Museum Director, Lynn HightowerI drove around my little section of Virginia Beach yesterday, to two grocery stores, four pharmacies, a gas station mini-mart, and a big box store, to obtain hand sanitizer, toilet tissue, and paper towels. I found none. Not even a travel sized bottle or package. On top of that scarcity, and despite living in an area where hurricanes can keep people inside for days, the cashier at one grocery store told me that their store registered the highest one-day sales ever, this past weekend. So far, COVID-19, known as coronavirus, has not yet created a crisis in our town, but the panic certainly has set in and all we’ve been asked to do is stay home.

As I consider this unfolding national crisis, I find something else at play that’s quite remarkable: the spread of the coronavirus proves to me that as much as we might try to shut ourselves off from each other – whether by walls or border patrols or exclusive clubs or coded language or even the shield of hand sanitizer – our collective humanity is inescapable.

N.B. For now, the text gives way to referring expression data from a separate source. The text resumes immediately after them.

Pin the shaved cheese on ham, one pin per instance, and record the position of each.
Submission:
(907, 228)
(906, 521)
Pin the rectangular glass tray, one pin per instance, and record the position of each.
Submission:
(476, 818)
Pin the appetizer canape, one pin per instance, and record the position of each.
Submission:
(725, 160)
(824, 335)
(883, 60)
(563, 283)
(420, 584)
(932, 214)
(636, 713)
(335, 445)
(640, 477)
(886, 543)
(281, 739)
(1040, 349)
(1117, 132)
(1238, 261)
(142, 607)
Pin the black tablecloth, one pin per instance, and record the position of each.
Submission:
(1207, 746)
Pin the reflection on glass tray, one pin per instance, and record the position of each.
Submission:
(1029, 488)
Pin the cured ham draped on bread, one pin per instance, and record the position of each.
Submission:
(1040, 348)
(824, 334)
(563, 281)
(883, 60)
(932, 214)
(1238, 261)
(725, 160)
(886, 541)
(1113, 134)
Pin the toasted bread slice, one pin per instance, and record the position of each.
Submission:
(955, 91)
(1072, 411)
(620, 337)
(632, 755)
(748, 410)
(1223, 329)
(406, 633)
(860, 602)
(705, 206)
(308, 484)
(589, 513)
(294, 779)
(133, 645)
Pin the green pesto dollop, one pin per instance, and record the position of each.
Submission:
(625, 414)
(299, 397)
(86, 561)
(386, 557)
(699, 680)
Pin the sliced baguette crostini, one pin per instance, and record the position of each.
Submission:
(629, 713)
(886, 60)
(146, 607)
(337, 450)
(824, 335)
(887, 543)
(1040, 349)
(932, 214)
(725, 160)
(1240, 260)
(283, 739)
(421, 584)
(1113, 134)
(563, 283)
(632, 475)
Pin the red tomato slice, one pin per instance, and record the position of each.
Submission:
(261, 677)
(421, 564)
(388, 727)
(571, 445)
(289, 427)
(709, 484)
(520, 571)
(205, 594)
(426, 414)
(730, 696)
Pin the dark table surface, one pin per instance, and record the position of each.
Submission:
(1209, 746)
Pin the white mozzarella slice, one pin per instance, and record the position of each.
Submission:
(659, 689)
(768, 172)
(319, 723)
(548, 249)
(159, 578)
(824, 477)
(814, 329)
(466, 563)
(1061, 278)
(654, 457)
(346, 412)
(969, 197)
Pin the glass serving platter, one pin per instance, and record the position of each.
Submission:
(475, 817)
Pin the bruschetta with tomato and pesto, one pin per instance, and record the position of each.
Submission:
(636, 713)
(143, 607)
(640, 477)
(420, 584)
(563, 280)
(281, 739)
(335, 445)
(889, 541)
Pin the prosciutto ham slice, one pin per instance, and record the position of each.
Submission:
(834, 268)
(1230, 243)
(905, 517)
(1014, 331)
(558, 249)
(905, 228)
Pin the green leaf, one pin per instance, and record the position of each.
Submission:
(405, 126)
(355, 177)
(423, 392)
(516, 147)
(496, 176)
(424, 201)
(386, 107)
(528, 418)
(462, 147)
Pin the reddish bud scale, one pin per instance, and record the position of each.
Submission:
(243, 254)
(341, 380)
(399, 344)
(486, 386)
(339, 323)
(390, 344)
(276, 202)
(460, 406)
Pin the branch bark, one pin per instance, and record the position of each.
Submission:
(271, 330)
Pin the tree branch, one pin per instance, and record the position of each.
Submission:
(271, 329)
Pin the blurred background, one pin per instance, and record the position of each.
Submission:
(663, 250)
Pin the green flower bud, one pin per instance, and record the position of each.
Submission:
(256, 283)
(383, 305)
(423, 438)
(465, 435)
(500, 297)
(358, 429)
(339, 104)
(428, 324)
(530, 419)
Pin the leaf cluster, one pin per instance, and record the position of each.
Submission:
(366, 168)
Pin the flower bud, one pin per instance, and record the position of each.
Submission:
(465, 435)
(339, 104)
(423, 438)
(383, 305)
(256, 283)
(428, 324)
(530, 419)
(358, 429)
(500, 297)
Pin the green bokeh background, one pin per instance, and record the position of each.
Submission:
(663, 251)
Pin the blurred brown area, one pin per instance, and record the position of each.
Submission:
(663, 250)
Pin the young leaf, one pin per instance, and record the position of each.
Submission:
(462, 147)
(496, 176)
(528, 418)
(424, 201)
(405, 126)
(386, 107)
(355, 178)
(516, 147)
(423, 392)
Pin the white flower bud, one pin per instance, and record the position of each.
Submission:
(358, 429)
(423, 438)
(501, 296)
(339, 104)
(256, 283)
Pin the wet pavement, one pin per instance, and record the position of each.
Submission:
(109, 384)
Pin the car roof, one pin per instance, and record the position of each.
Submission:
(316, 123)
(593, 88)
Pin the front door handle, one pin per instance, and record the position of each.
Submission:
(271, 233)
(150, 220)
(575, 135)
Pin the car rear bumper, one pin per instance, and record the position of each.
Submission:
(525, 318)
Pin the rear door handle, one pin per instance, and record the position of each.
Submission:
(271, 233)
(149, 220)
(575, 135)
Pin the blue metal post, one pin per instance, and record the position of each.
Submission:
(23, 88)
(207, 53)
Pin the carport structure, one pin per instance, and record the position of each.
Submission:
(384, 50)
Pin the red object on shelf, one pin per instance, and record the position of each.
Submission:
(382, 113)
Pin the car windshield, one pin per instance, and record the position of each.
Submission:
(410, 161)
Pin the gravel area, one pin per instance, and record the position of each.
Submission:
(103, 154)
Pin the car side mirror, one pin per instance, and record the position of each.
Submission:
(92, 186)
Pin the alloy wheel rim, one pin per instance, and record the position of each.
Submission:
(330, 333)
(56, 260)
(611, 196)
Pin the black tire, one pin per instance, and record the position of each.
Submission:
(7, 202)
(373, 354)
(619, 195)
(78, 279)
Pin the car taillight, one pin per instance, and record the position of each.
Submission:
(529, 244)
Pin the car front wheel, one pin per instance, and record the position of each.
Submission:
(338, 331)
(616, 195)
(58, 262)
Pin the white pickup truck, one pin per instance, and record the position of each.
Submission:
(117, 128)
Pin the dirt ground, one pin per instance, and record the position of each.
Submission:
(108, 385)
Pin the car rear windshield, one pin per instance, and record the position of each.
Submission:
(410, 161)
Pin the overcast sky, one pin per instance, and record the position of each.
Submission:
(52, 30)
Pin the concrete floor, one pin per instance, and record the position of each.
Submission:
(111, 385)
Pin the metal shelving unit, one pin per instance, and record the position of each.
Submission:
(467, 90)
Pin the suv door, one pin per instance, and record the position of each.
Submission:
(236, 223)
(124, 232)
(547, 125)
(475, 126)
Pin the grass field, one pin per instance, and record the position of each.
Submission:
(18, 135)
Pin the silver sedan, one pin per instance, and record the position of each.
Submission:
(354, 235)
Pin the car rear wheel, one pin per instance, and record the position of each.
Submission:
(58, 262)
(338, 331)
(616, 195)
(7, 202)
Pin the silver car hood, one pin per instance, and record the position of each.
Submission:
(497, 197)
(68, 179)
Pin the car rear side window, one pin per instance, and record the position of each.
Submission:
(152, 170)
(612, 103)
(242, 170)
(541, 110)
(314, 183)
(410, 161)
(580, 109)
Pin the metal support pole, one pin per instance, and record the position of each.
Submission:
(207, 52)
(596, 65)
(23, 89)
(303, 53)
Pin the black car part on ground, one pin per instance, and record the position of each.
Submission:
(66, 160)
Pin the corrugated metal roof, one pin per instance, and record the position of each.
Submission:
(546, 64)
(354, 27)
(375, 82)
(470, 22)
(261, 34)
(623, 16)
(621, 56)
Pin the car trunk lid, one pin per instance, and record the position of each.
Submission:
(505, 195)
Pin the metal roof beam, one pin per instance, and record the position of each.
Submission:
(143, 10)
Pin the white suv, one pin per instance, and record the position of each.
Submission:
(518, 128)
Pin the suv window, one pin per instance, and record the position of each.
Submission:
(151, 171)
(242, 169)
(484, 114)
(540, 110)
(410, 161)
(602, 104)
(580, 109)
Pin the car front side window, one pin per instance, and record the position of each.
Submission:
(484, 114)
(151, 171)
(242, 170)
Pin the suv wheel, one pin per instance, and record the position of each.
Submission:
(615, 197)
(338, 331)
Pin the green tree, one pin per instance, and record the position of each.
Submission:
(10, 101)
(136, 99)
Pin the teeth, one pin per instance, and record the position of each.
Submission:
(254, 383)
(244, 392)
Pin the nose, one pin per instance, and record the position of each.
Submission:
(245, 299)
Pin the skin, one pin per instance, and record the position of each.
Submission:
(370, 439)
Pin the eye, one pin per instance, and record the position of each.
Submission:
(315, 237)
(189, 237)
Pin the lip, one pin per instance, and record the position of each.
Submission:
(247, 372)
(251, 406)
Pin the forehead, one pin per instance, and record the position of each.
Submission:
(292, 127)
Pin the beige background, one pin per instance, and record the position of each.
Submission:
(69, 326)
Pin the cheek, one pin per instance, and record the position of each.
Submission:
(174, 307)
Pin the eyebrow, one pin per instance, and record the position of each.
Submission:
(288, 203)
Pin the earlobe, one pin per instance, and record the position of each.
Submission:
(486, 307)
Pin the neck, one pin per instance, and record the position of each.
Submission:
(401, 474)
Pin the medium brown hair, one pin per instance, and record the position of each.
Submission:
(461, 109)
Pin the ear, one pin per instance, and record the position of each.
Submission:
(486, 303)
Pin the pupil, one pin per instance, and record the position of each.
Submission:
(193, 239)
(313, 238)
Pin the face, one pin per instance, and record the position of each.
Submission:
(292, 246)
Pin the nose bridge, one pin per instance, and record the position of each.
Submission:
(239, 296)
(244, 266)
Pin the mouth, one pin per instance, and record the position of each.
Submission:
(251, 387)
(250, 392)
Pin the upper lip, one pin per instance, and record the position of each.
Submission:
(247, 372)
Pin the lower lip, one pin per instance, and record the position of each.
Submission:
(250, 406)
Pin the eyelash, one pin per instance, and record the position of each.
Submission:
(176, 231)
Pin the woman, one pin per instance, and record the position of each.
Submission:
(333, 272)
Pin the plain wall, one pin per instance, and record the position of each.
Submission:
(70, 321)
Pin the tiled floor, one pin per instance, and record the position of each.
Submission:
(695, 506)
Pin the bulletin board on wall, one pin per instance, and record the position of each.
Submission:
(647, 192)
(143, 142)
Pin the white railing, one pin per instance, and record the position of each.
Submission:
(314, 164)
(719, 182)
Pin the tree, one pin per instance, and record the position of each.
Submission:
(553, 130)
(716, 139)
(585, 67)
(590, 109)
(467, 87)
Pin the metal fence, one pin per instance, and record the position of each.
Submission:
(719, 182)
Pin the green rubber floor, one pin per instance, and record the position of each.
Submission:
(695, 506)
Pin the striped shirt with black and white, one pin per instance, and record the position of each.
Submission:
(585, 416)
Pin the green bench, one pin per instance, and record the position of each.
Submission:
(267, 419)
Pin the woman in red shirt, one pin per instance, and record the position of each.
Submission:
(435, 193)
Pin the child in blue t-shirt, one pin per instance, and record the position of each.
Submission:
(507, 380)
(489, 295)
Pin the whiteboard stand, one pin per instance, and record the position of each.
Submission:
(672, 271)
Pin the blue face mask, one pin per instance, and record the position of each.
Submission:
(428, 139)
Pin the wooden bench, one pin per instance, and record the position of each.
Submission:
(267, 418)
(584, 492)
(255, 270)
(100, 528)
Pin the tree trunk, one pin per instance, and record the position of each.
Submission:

Witnessing how the virus can’t be contained even within a country with strict barbaric laws and a Great Wall, I began reflecting on what it means to say, “Humanity is one.”  As an optimist, I am attracted to how our oneness is played out in beautiful ways, like the universal languages of love and laughter, or through art and access to education. The example of coronavirus, though, illustrates another, and equally valid side of our humanity, as we are forced to come together to devise solutions amidst our shared vulnerability.

My recent research on pandemics and communal disease tells me that there is only one common factor that each of us as individuals can control; that is opportunity.  If we limit the opportunity for the disease to spread to us; we will likely survive this unfolding crisis.

“A time of crisis is not just a time of anxiety and worry. It gives a chance, an opportunity, to choose well or to choose badly.”
– Desmond Tutu

​So I will close now with the recommendation that each of you stay home, stay safe, and stay well.  I look forward to seeing each of you when this crisis has passed and our hope for a brighter tomorrow has arrived.  Spring is already arriving as the picture here suggests.